Ada tiga tingkatan kompetensi wartawan. Pertama, wartawan muda. Tingkatan ini untuk wartawan pemula yang baru menjalani profesi ini minimal setahun. Kedua, wartawan madya. Tingkatan ini untuk level asisten redaktur, redaktur, hingga redaktur pelaksana. Ketiga, wartawan utama. Tingkatan ini untuk level wakil pemimpin redaksi dan pemimpin redaksi.

Bacaan Lainnya

Gelaran UKW yang digelar PWI Bontang ini merupakan angkatan ke-19. Dua dari tiga uji kompetensi digelar, yakni wartawan muda dan wartawan madya.
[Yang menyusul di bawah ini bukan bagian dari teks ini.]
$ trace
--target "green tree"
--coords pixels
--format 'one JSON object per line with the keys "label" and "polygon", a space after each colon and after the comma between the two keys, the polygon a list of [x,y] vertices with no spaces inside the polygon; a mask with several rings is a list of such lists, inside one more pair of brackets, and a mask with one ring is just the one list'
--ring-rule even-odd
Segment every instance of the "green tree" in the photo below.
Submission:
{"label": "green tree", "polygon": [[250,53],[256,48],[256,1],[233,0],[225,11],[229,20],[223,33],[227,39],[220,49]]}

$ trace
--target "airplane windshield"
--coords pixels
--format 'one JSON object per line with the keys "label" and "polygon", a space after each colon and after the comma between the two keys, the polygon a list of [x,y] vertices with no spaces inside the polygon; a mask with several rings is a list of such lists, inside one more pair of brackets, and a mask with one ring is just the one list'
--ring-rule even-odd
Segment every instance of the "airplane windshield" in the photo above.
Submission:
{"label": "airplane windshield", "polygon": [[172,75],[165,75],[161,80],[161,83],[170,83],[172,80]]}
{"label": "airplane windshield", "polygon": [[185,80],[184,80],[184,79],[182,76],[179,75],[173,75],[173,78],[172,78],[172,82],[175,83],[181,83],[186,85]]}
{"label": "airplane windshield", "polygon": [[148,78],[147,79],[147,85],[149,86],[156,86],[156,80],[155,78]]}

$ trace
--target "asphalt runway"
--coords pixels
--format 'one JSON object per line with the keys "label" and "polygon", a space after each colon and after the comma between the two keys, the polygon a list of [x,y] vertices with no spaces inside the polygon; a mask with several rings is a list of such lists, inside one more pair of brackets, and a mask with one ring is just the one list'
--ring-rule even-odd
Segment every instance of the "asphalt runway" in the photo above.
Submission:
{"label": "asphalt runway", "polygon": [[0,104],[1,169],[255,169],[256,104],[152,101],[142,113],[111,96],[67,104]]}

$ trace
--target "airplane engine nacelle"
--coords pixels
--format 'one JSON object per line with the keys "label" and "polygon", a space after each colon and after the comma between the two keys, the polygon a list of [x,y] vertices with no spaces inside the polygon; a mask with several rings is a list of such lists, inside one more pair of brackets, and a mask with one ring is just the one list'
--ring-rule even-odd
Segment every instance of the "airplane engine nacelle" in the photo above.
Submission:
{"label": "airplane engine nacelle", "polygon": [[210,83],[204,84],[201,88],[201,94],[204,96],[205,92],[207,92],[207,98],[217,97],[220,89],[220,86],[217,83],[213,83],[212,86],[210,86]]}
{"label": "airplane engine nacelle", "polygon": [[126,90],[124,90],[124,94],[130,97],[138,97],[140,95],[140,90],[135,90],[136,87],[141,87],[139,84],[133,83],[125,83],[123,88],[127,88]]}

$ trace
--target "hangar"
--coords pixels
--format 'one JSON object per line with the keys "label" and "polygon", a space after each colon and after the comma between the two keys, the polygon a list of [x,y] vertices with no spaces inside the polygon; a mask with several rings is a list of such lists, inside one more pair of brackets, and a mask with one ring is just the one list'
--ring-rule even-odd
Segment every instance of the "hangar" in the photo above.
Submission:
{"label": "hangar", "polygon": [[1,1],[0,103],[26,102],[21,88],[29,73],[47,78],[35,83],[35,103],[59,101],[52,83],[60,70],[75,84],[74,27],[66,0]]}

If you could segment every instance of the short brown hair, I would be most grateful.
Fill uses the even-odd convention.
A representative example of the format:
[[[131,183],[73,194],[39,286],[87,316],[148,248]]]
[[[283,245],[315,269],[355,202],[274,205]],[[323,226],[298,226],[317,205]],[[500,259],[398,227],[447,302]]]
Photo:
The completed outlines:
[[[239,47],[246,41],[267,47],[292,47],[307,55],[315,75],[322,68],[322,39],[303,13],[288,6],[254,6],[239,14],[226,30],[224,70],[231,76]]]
Diikuti oleh 17 peserta, dengan rincian 12 peserta wartawan muda, dan 5 wartawan madya.

Hasil ujian ini pun diumumkan terbuka oleh penguji kepada masing-masing peserta. Kompeten, atau tidak kompeten. Bersama hasil ujian, dengan nilai minimal kelulusan adalah 70. Di UKW angkatan ke-19 ini, 16 peserta dinyatakan kompeten, hanya satu yang dinyatakan belum kompeten.

Bagi saya pribadi, ini adalah UKW yang kedua. Pertama kali mengikutinya, di November 2016 lalu. Waktu itu, mengikuti ujian level muda. Ya, namanya juga baru berkecimpung secara penuh di profesi ini saat lulus kuliah di tahun yang sama. Alhamdulillah, saat itu dinyatakan kompeten sebagai wartawan muda.

Nyaris lima tahun berselang, ini adalah gelaran UKW saya yang kedua. Kali ini, mengambil level madya. Jujur, ini adalah UKW yang susah-susah gampang. Susahnya, karena saya sudah jarang turun ke lapangan. Sebagian besar waktu, terutama di dua tahun terakhir saya habiskan hanya di belakang meja. Ya, itu salah saya. Mohon jangan ditiru.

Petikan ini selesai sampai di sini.